Общим числом тех немцев пять человек. Из каких краев прибыли, иди пойми. За главного у них старичок, титулом граф, по виду (Двоехоров так для себя решил) гишпанец. Этот по-русски говорил не плоше иного природного русака. И не чинился, хоть и граф, объяснил ему, Двоехорову, что прибыли они из Мальтийского ордена. Про такую, однако, землю капрал не слыхивал, хоть географической науке был не то чтобы шибко, но все-таки обучен. Но и расспрашивать далее не стал, не желая выказывать перед иноземцами свою малую по сей части просвещенность.
Странная, видно, была земля, этот самый Мальтийский орден.
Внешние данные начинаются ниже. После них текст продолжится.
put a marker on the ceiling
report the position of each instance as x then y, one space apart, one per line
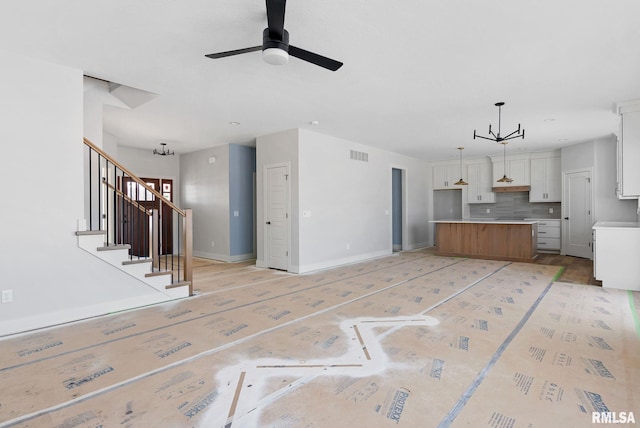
419 76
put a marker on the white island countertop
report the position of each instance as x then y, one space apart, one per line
617 225
485 221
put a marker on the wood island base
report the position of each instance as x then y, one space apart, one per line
494 241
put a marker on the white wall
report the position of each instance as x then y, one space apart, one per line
52 279
600 155
204 188
349 201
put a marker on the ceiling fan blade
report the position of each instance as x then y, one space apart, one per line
275 18
235 52
322 61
Старичок, допустим, гишпанец. А самый молоденький – германских, это точно, кровей. И французишек двое, самых что ни есть французистых. А вот пятый – в жизни не разберешь, кто такой. Лицом черен почти как арап, глаза слепые – бельмами. Именуют отцом Иеронимом – стало быть, монах. Только странный монах: на груди стальная кираса, на поясе длиннющий меч. Меч-то зачем, спрашивается, монаху? А уж слепому монаху – и вовсе смех только.
Да одеянием и все эти господа мальтийцы ему под стать – у всех старинные палаши, у всех какие-то пудовые вериги, плащи наподобие рыцарских, с восьмиконечными не то звездами, не то крестами.
Впрочем, до рыцарских причуд государь охоч. Но твоего брата капрала сие не касательно: ты изволь уставную амуницию соблюсти, чтобы все чин чином, не то отправишься вслед за Алешкой Ильиным.
Двоехоров со свечой аккуратно (не дай Бог еще бы не хватало воском закапать!) оглядел все свое обмундирование, не нашел в нем никаких огрехов и тогда только, покуда не затушил свечу, посмотрел на ладонь левой руки.
А была ведь там звездочка! Точно, была!.. Вот она, родимая, никуда не делась!